To (most) realists, we humans do have our own conceptual criteria and classification schemes. Patterns do exist in the mind, but sometimes, the patterns in our mind correspond to patterns in the world. Sometimes, the abstract forms in our mind match the abstract forms in the world. In fact, when we have “true beliefs”, it means our mental structures are mirroring real-world structures.
This is not meant as a rigorous defense of realism, rather it’s just a helpful way to understand the argument. A longer defense can be read here.
Does your position hold up if you eliminate a goal-directed participant in the system and instead acknowledge that things in the universe - including ourselves are emergent?
Your perspective is consistent with religious and traditional scientific perspectives that everything in the universe is ruled by God-like laws. The laws characteristic of physics and biology owe their appeal to their religious pedigree.
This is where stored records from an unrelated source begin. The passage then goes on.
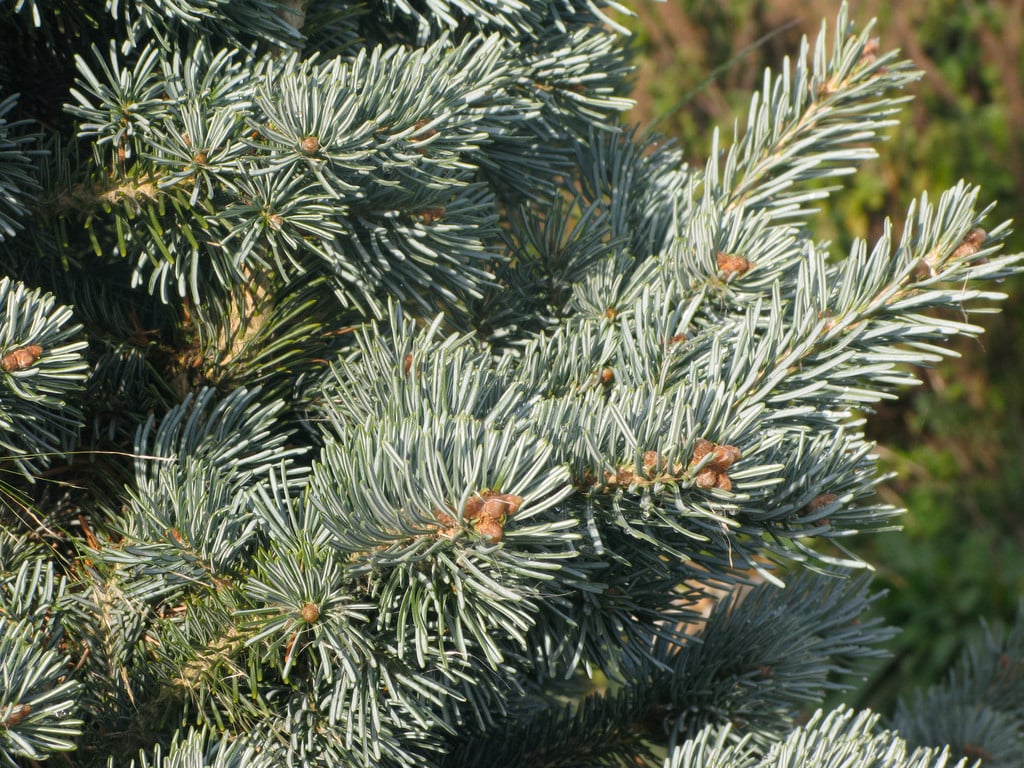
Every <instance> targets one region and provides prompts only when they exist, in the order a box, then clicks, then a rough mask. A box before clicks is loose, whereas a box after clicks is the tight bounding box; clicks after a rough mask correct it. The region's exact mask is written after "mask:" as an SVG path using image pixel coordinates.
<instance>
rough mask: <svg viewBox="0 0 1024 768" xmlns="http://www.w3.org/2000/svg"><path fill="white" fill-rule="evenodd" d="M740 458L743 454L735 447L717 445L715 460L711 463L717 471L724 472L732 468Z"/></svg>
mask: <svg viewBox="0 0 1024 768" xmlns="http://www.w3.org/2000/svg"><path fill="white" fill-rule="evenodd" d="M740 457H742V453H741V452H740V451H739V449H737V447H736V446H735V445H716V446H715V458H714V459H712V462H711V463H712V465H713V466H714V467H715V469H717V470H719V471H722V470H726V469H728V468H729V467H731V466H732V465H733V463H734V462H736V461H737V460H738V459H739V458H740Z"/></svg>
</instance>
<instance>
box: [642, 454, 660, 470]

When you state that the ship's "atoms really are glued together" there is the inference that something or someone is doing the gluing. Ships are built by people who might use glue, but without a goal directed participant there is no glue. A natural object, like a constellation, is not static and "held together" but is dynamic, perhaps over time getting swallowed into a black hole.
Remove the idea of a goal-directed organizer who makes sense of the "behavior" of defined objects, including The Ship and what remains is truly mind-independent. The persistent categorizations and "relationships" you rely on for your argument, disappear.
Us humans are unfamiliar with the perspective that nature and everything in the universe is emergent and not "organized" from the top down. The behavior of atoms is not "coordinated" but emergent in ways that are still, at their core, deeply mysterious.
Humility, characteristic of some religious traditions, is required to acknowledge what scientists have been revealing. The universe exists with or without us and certainly doesn't conform to our simplistic ways of thinking.
Exactly where did you get the idea that *all* nominalists/conceptualists think there is no mind-independent structure "out there" in the world?
Also, just because janitors of philosophy created certain categories doesn't mean we have to buy into them. E.g. they claim that "Hume is an empiricist, as opposed to a rationalist", but Hume didn't talk about himself that way at all, he never painted a dichotomy between rationality and observation, and indeed, it's quite insane to paint oneself as one or the other; actually rational people embrace both evidence and reasoning. Did Plato actually call himself "realist"? Or is this an interpretation created for him by janitors of philosophy?